As promised, I was in charge of the sale room at the NPA National at Des Moines on the last day, 12:00 to 4:00.

The NPA has learned from past experience, and the show birds were not allowed to be released from the show hall until all the birds in the sale section were accounted for and until all the birds in the show hall were boxed up and accounted for.

I made sure no bird was left behind. Two pigeons were left by their owner, but said we could take them to find homes for them. Someone stepped up immediately to say would give them a good home so I gave them to this person.

To my knowledge, no birds were destroyed on premises, and the NPA made sure no birds were abandoned----otherwise, we'd all still be waiting to go home!


----------



## feralpigeon (Feb 14, 2005)

becege, thanks for your report, it's good to hear that no birds were destroyed or left behind. I've never been to an event like this, so I'm not knowledgable on the topic to address how things could be fine tuned. I do recall hearing of
birds being left behind or sick and 'dumped' at shows and members coming to their aid. So your efforts are to be commended.

fp


----------



## Reti (Jul 20, 2003)

That is wonderful news.
Thank you for watching out for our dear pijies.

Reti


----------



## TerriB (Nov 16, 2003)

becege, that is wonderful news! Thank you so much for your involvement at the National and making sure all the birds were taken care of.


----------



## george simon (Feb 28, 2006)

Well what new I told you in your first thread that no birds would be killed or left behind. GEORGE


----------



## Norwich-guy (Mar 6, 2005)

Not a surprise to me that there was not a dumpster full of birds


----------



## Skyeking (Jan 17, 2003)

Thanks for letting us know, becege, and for keeping an eye  out.


----------



## Skyeking (Jan 17, 2003)

Norwich-guy said:


> Not a surprise to me that there was not a dumpster full of birds


Since you dropped this little statement...could you please elaborate?


----------



## Norwich-guy (Mar 6, 2005)

Trees Gray said:


> Since you dropped this little statement...could you please elaborate?

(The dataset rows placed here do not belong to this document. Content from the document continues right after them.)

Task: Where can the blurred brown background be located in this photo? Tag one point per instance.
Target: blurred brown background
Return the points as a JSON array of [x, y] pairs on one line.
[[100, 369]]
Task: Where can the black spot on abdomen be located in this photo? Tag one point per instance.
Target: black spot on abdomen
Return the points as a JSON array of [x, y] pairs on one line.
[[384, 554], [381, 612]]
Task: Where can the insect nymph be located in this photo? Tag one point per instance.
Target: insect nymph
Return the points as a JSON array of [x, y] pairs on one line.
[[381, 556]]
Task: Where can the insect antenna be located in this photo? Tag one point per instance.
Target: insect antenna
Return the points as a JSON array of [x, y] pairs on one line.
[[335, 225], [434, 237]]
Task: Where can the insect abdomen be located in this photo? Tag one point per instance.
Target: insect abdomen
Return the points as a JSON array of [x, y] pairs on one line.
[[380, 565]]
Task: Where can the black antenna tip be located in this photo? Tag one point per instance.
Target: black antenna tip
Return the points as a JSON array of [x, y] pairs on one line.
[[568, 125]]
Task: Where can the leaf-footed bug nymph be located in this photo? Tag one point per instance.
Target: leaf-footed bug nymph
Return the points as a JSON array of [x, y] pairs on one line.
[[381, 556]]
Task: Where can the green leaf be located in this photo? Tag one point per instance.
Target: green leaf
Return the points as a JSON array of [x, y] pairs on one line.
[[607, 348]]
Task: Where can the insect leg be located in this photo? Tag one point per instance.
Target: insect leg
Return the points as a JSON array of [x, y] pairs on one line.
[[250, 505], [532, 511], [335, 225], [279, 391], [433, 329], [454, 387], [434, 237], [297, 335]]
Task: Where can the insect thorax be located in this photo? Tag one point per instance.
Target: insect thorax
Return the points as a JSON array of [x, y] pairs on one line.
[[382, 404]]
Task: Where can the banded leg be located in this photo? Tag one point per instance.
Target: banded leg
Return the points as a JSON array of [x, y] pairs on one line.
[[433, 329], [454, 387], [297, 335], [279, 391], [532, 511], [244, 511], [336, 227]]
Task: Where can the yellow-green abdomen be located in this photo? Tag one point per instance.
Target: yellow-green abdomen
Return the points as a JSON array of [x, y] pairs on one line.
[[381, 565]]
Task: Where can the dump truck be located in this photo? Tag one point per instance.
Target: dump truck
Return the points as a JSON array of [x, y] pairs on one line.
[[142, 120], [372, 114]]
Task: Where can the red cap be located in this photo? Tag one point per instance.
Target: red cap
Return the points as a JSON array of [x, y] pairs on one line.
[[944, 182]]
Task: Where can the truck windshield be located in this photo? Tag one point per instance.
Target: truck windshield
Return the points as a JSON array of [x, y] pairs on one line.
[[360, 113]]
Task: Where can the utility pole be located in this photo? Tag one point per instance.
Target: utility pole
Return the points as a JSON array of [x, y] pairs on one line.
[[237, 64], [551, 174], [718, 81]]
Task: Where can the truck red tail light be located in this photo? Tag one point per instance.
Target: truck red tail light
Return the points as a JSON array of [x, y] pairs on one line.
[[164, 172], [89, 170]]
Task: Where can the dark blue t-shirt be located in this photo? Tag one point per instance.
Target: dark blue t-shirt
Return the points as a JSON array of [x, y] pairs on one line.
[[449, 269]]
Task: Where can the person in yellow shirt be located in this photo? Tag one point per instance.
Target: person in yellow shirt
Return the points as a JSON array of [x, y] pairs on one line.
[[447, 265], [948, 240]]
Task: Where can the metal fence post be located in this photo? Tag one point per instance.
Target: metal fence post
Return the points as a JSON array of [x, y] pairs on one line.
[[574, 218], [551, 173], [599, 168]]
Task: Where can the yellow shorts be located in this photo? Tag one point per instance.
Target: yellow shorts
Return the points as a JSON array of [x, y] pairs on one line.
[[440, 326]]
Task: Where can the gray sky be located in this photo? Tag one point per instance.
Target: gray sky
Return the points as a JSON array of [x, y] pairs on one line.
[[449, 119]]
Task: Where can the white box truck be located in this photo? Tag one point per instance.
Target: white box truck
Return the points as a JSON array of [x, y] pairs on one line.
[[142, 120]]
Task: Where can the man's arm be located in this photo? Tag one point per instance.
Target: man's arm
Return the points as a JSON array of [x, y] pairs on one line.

Sure, the first thread on the npa national stated that birds were being destroyed and thrown in the dumpster.As a long time pigeon breeder that shows birds all over North America, I've never seen that happen.So, I'm not surprised no birds were found in the dumpster.


----------



## Skyeking (Jan 17, 2003)

Thank you for clarifying, your statement was a bit confusing.


----------